WHAt we do

The overall goal of this funding opportunity announcement (FOA) is to improve the treatment of adult glioblastoma (GBM) by developing novel effective agents that can cross the blood brain barrier (BBB) and testing them in the clinic. To implement this initiative, Multi-Institutional teams are invited to participate in the Glioblastoma Therapeutics Network (GTN). Each GTN team is expected to drive therapeutic agent(s) from pre-clinical development, through IND studies, into pilot clinical studies in humans.


Duke University and University of Texas Southwestern

6-thio-2-deoxyguanosine: A Novel Immunogenic Telomerase-Mediated Therapy in Glioblastoma - A Duke and UTSW Collaboration

Mayo Clinic and Yale University

Center of Innovation for Brain Tumor Therapeutics

City of Hope/TGen/UAB

Development of Small Molecule Inhibitors and Biologic Agents for Treatment of Glioblastoma Using Intracerebral Microdialysis and Signatures of Vulnerability

Harvard University and Stanford University

Harvard/Stanford GTN Program: Novel targeted therapeutics for glioblastoma

University of California, San Francisco & Northwestern University

Advancing treatment and understanding of immunotherapy in glioblastoma


Limited progress has been made in the treatment of adult GBM despite enormous public and private investments into basic, translational, and clinical research. The standard of care (i.e., maximal surgical resection followed by adjuvant radiation and temozolomide chemotherapy) has not changed in 15 years, and yields a median survival of about 15 months and a 5-year survival of less than 5%. Distinct pathophysiologic challenges at least partially explain the lack of progress in GBM therapies. First, GBM is a locally infiltrative brain malignancy without a well-defined border; surgical resection cannot be extended to obtain a tumor free margin. Therefore, adjuvant chemotherapy and radiation therapy (RT) are required after surgery, and the clinical efficacy of these two modalities is critical to treatment success. Second, chemotherapy for brain tumors must cross the blood-brain-barrier (BBB) to have a therapeutic effect; poor BBB penetration can lead to limited anticancer activity despite systemic toxicities. Third, in the setting of RT, the dose is limited by RT tolerance of the normal brain parenchyma. Finally, the efficacy of other therapies, including targeted agents and immunotherapy, is impeded by GBM's intratumoral genetic heterogeneity and its immunosuppressive tumor microenvironment, which is marked by scant effector T-cell infiltration, preventing the antitumor efficacy of immune checkpoint inhibitors. Clearly, the development and selection of specific agents for GBM need to break new ground if effective treatments are to be found for this disease.

Specific Research Objectives

To implement this initiative, a GBM therapeutics network (GTN) of highly collaborative U19 teams will be established, with each team capable of driving therapeutic agent(s) from pre-clinical development, through IND studies, into pilot clinical studies in humans. Appropriate development candidates include: (1) novel agents or (2) agents or combinations approved for other indications and repurposed for treatment of GBM following relevant preclinical studies. As developing drugs from the discovery phase is a long and expensive process that often encounters obstacles and failures, this FOA will focus on a cooperative effort in drug development, rather than on discovery. A unique aspect of the GTN will be the ability of members to leverage models and methodologies for cross-validation of promising agents across the network.

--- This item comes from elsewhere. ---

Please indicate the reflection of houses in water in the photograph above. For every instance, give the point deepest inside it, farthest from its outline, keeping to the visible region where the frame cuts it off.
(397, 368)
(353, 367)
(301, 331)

NCI’s current research infrastructure (notwithstanding its extensive clinical trials capabilities) needs to expand critical drug development capabilities that are required for a comprehensive, full scale effort to develop and test effective GBM therapeutic strategies. This would include the qualification of new BBB-penetrating drugs and combinations of therapeutic modalities (including other small molecule and biological agents, and radiation therapy), and the development of functional biomarkers to demonstrate that drugs and/or combinations reach their tumor or microenvironment targets. Successful evaluation of these novel agents and combinations in clinically relevant preclinical models and early-phase proof-of-mechanism clinical trials (that include pharmacokinetics [PK], molecular pharmacodynamic [PD] assays, and imaging) could lead to the translation of new agents into later-stage GBM clinical trials.